3. Implment Reward Function for Dataset

For each dataset, we need to implement a reward function or utilize a reward model to compute the rewards for the generated responses. We already pre-implemented some reward functions in reward_score directory.

Currently, we support reward functions for GSM8k and MATH datasets. For RLHF datasets (e.g., full_hh_rlhf) and Code Generation (e.g., APPS), we utilize reward model and SandBox (will opensource soon) for evaluation respectively.

3.1. RewardManager

In the entrypoint of the PPO Post-Training script main_ppo.py, we implement a RewardManager that utilze pre-implemented reward functions to compute the scores for each response.

In the RewardManager, we implemented a __call__ function to compute the score for each response. All the reward functions are executed by compute_score_fn. The input is a DataProto, which includes:

  • input_ids, attention_mask: input_ids and attention_mask after applying chat_template, including prompt and response

  • responses: response tokens

  • ground_truth: The ground truth string of the current prompt. Stored in non_tensor_batch in the DataProto, which should be preprocessed in the parquet files.

  • data_source: The dataset name of the current prompt.

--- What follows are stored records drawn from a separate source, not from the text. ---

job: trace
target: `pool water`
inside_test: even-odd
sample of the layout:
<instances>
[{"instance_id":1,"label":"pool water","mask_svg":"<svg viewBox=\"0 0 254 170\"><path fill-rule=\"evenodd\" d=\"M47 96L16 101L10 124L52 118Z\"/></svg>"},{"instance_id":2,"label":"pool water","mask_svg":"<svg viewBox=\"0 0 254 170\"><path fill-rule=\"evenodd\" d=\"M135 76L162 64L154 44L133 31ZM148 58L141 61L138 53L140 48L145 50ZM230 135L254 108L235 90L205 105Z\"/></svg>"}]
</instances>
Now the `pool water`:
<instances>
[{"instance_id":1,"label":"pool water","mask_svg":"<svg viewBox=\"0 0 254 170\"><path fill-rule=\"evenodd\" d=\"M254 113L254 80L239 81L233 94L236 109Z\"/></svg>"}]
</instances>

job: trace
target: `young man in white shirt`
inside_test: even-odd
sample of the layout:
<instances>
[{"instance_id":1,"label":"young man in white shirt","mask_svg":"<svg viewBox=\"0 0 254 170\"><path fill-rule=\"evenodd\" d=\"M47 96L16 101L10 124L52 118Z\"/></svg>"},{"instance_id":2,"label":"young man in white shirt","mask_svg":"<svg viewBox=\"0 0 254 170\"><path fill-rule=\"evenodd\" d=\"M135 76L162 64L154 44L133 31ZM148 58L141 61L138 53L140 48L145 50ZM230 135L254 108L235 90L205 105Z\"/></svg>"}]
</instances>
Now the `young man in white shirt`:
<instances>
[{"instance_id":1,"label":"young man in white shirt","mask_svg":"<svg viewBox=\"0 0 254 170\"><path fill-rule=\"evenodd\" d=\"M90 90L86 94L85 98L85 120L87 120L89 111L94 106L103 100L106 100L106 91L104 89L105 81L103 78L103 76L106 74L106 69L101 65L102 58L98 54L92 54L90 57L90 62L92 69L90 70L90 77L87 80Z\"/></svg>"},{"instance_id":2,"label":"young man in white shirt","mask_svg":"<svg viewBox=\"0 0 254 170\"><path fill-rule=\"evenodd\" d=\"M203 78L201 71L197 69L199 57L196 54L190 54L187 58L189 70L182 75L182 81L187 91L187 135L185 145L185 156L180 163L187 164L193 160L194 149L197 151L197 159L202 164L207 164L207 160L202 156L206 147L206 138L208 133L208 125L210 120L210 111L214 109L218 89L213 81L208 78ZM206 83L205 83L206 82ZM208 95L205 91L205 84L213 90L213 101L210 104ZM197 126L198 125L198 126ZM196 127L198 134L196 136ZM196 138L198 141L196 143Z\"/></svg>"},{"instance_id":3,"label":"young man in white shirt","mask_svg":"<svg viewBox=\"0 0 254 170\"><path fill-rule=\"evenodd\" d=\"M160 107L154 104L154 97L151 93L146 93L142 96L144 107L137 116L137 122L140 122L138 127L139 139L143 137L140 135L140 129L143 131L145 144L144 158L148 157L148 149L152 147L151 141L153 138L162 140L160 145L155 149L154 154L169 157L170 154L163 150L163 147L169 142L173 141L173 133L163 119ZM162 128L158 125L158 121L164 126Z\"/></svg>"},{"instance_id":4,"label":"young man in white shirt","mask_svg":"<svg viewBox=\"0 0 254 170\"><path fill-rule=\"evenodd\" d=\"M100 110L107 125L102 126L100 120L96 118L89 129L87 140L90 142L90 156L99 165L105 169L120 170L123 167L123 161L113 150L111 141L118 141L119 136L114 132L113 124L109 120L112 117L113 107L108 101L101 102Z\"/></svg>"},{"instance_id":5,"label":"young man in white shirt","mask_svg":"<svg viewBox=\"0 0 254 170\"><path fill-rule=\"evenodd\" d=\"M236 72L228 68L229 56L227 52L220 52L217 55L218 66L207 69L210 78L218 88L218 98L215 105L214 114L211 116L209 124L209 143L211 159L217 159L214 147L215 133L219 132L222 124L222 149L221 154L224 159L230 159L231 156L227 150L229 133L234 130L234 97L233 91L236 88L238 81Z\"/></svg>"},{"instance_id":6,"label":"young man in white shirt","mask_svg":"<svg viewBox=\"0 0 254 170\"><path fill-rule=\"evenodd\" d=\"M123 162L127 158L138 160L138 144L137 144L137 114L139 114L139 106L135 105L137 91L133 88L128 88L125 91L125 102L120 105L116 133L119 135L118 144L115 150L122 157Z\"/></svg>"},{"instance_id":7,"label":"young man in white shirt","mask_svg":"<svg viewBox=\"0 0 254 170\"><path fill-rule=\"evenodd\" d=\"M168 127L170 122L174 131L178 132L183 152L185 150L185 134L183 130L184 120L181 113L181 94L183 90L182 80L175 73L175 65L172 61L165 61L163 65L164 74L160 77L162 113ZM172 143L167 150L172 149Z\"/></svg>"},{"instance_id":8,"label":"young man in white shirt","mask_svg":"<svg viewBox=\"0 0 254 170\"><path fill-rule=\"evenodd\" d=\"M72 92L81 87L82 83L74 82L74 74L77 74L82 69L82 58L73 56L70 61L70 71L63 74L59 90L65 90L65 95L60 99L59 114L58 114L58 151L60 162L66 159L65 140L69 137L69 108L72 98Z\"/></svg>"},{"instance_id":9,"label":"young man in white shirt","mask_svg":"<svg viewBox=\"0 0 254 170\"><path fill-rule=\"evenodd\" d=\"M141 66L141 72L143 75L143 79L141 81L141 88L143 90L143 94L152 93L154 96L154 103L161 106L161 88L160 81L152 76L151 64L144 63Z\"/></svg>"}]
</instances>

Stored in non_tensor_batch in the DataProto, which should be preprocessed in the parquet files.

After detokenize the responses, the responses string and the ground truth string will be input to the compute_score_fn to compute the score for each response.

3.2. Reward Functions

We already pre-implemented some reward functions in reward_score directory.

  • In the GSM8k example, we force the response to output the final answer after four ####, then use string matching to compare with the ground truth. If completely correct, score 1 point; if the format is correct, score 0.1 points; if the format is incorrect, score 0 points.

  • In the MATH example, we follow the implementation in lm-evaluation-harness repository.